PHILADELPHIA — The city's embattled schools superintendent abruptly left the district Monday with a promised $900,000 buyout, capping a tumultuous tenure that saw increased test scores but also clashes with community members, the teachers union and elected leaders.
Arlene Ackerman is being bought out of her contract with a combination of public and private funds and will be replaced in the interim by her deputy superintendent, according to a district statement.
"This decision, as difficult as it was for Dr. Ackerman, is consistent with her history, as well as recognition that for the district to best move forward, it must do so with new leadership," said Robert Archie Jr., chairman of the city-state commission that oversees the schools.
Ms. Ackerman's tenure collapsed over the past few months as the district faced a colossal budget hole, a dispute with the teachers union and criticism of everything from her salary to her management style.
With the situation becoming increasingly untenable, Ms. Ackerman faced it head-on Thursday in a speech to district principals. She publicly challenged school board members to "sentence me ... or set me free" in what many saw as an unannounced farewell speech.

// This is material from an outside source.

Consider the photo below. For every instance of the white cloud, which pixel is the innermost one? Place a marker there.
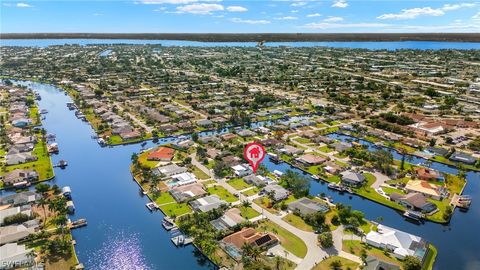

She entered the room to Sade's song "Is It A Crime?" - which became the theme of her remarks. She also read Maya Angelou's poem "Still I Rise": "You may shoot me with your words, you may cut me with your eyes, you may kill me with your hatefulness, but still, like air, I rise."
Neither Ms. Ackerman nor the school commissioners held news conferences on Monday. In a statement, Ms. Ackerman said she was "truly grateful for having had the opportunity and honor to serve the children and parents of Philadelphia."
An educator for 43 years, Ms. Ackerman had previously served as superintendent in San Francisco and Washington, D.C. She came to Philadelphia, the nation's eighth-largest district, in 2008.
She is credited with continuing the district's rise in test scores - a streak now at nine years - as well as lowering class sizes in primary grades, creating a parent-outreach program and launching her signature "renaissance schools" initiative to overhaul chronically failing schools.
But critics called her "Queen Arlene," saying she was polarizing, autocratic and overpaid; her $348,000 salary was twice what the mayor makes. The district's $664 million budget gap this year - a result in part to cuts in state and federal aid - led to thousands of pink slips and program cuts.
She drew criticism for a no-bid contract for school surveillance cameras, for her bungled handling of racial violence at a high school and for a high-profile dispute with a teacher who questioned Ms. Ackerman's decision to turn a district school into a charter.
She also fought with the teachers union after trying to protect certain staff from layoffs.
Union president Jerry Jordan, who had previously called for Ms. Ackerman to step down, said Philadelphia needs a leader who is more willing to listen to teachers and employees.
"Many times there was a sense of intimidation and/or retaliation for people voicing their concerns," Mr. Jordan said.